Generative images are what I call digital works based on the Computer program “lochbl” developed by the computer scientist Peter Serocka in 1996. It allows the optical conditions of the “Pinhole Structures” from 1967 to not only be digitally simulated, but also further developed. Accordingly, similar earlier motives and new generative works can be created. The work returns to the constructive beginning to determine the structure. The precision achieved digitally is much better than that which is available through optical means.
New program development appeared as a result of a publication by Koji Miyazaki und Manabu Shiozaki: “Projection of Four-Dimensoinal Regular Space Filling” in the Japanese magazine: “Research of Patterns,” Tokyo 1994 (ed. R. Tabaki). They laid out the University of Bielefeld’s Visualization Laboratory (VisLab), which I found out about through the mathematics professor Andreas Dress. The “Projections” appeared remarkably similar and appeared nearly congruent to my early pinhole structures from 1967 and conveyed something quite photographic: gradients of gray tones, blur, etc. A fruitful production began with this series of publications by Miyazaki in the magazine “Hyperspace,” belonging to the Japanese Society for Hyperspace Science of the Kyoto University.
Camera obscura versus Camera electronica
The long-term project “Generative Images” formed the synthesis of two different generative systems. The system of multiple geometric optics of the “Camera obscura” met through a dialogue with the digital algorithms of “Camera electronica.” Camera obscura produces results by analyzing light, optics, and light-sensitive material. The camera electronica uses arithmetic operations in order to digitally construct new images. Interactions are formed based on empirical experiences dealing with the natural sources (light, vision) and calculated interaction dealing with the virtual and non-visible (number, program).
Among other things, the process shows the immense technical informational distance and difference between the two systems, a developmental period spanning over 30 years. Today is the interactive access of the earlier static image available: All design parameters used in each of the pinhole structures can now applied and observed directly through digital potentiometers, without delay. The artistic problem of deciding the selection and setting the image still exists, despite the elegance of this access.

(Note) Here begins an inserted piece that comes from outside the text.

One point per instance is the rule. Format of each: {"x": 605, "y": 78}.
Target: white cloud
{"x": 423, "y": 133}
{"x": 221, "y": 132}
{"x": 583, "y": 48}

The first promising attempts with the “lochbl” program began at the University of Bielefeld’s Visualization Laboratory in 1996, printed without a title in DIN A4 format. A second, smaller series of works with printing up to 130 x 130 cm was produced by the firm Fineprint in Bielefeld in 2000. It arose in connection with the preparation of the solo exhibition “Generative Images” in the Lutz Teutloff Gallery, Bielefeld and consisted of a row of large-scale, blurred points: purely digital, photo-based images. However, the original light and photo sources of computer-generated images should not be forgotten. Typical photo colors from the spectrum of colors such as blue, green, red (additive) and yellow, magenta, cyan (subtractive) were applied. The photo titles “Punktum” and “Infinitum” refer to the theoretical and historical photo correlations, the term “Sfumato” consciously refers to scenic intentions.